Number of Canadians over age 80:

1.3 million  2010
3.3 million  2036

“Residents move in, they’re typically very happy and they stay for a period of time,” he says. “And we’ve been very successful in the industry in performance. We’ve had positive rate growth even through the depths of the financial crisis and we continue to grow our rates and income through the various cycles.”

Nevertheless, as institutional investors enter the sector, returns are becoming tighter, says Blazejewski. “We continue to see significant investor appetite in the space and we’ve seen cap rates really drop, a lot of compression from 10 per cent or higher in the late 1990s and the 2000s to what is really a five per cent to six per cent range for A-quality assets today.”

Another early joiner in Canada is the Public Sector Pension Investment Board, which bought the publicly traded Retirement Residence REIT in 2006, renaming it Revera Living. From a base of 223 properties, it now operates 500 facilities across Canada, the U.S. and, most recently, Britain. Along the way, it’s also teamed up with Welltower, the biggest U.S. seniors REIT, in a series of joint ventures across Canada and the U.S.

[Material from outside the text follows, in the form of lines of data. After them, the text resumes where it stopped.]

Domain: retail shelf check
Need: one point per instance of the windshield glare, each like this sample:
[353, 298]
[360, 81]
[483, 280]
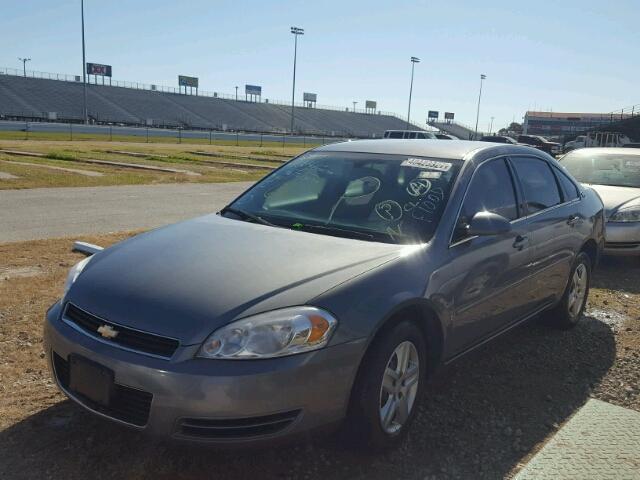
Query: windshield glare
[604, 168]
[392, 198]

Read: High-dividend REITs a good alternative to fixed income: report

According to the PSP’s annual reports, after jettisoning some businesses, Revera Living has made a major contribution to its real estate group’s bottom line, along with apartments, student housing and mixed-use developments. “These investments produced positive results due to increases in occupancy, repositioning of assets, implementation of value-add strategies and valuation appreciation in alternative asset classes, such as student and senior housing in the U.K.,” the PSP noted recently.

Challenges ahead

Still, the path followed by large pension plans is often too complex for many smaller plans. Since the PSP’s Revera Living and Ontario Teachers’ BayBridge Seniors Housing are both operating businesses, they include a set of risks quite different from those usually associated with investing. Among these are labour shortages and level of service.

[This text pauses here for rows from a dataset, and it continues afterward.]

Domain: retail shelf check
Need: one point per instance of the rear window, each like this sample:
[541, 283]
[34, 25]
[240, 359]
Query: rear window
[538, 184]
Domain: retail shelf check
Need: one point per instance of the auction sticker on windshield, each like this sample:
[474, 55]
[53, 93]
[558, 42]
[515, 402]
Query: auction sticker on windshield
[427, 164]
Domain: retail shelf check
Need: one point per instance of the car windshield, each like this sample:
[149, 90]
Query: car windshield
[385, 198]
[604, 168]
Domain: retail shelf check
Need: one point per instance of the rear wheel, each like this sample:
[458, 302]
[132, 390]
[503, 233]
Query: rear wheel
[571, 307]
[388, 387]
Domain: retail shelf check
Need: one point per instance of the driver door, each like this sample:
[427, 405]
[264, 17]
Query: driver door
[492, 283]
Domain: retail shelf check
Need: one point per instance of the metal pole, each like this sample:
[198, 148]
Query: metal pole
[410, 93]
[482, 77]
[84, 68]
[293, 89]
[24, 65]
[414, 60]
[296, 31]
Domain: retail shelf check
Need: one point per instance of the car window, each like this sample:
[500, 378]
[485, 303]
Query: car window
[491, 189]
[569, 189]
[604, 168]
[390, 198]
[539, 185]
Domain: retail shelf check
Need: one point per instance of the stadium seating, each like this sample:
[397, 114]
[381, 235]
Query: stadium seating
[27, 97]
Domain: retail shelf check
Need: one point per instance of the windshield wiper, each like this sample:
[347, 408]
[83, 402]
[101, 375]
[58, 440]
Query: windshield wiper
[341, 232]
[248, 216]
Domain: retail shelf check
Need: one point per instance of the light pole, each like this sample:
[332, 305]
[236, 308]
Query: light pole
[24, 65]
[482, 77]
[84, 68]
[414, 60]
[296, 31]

“The problem is that it’s not so much a real estate play as an operating business. That’s the dilemma,” says McKellar. “There’s people that build seniors housing, but the sad part is that the operation of these homes has left a lot to be desired.”

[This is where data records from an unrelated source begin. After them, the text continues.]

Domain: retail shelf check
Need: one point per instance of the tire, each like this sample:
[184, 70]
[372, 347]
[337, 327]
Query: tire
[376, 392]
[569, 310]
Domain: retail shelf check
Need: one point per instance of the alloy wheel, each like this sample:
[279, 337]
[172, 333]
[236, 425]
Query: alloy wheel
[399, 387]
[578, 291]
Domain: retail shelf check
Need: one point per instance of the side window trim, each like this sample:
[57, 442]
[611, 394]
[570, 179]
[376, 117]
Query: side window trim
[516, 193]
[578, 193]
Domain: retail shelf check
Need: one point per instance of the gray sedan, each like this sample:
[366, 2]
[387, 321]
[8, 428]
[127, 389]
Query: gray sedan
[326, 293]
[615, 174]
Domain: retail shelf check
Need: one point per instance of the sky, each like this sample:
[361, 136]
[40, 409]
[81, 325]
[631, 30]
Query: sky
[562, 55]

All the same, the industry has changed. Increasingly, retirement communities are incorporating independent living, as well as assisted, memory and nursing care, notes Blazejewski. “If you look back 20 years, you saw a lot of what we would consider to be standalone communities that had only one level of care, only assisted, or only independent living. That has certainly shifted a lot, and now you see the inclusion of multiple levels of care, often independent care, assisted care and memory care in the same community.”

Read: Pension funds with hefty real estate allocations on the rise: survey

Retirement communities have grown in size as well. Along with adding different levels of care, they’re also a lot larger and, subsequently, have a lot more amenities, says Blazejewski. “Whereas 20 years ago you didn’t have occupational therapy or physical therapy, now that’s almost a have-to-have. You now have multiple dining venues. You have very nice business centres, things like that. The communities have changed, and you’re certainly seeing what I would consider to be a more discerning resident.”

In the end, argues McKellar, the industry — and governments — will have to step up and do more for seniors. The aging demographic presents more than just a housing issue; it’s a social issue.

“The problem we have with cities and with a lot of the Western world — maybe not in Scandinavia — is we’re still single-purpose-minded. So we build a school, we build a daycare centre, we build a library — we build these but we don’t think of using them to address a broader social agenda. It would seem natural to me that elderly people would like to be around young people.”

Institutional investors, suggests McKellar, can be part of the solution. “I just interviewed the heads of major pension funds in Canada. ‘We’re not short of money,’ they tell me. ‘We’re short of good projects to invest in.’”

Scot Blyth is a Toronto-based freelance writer.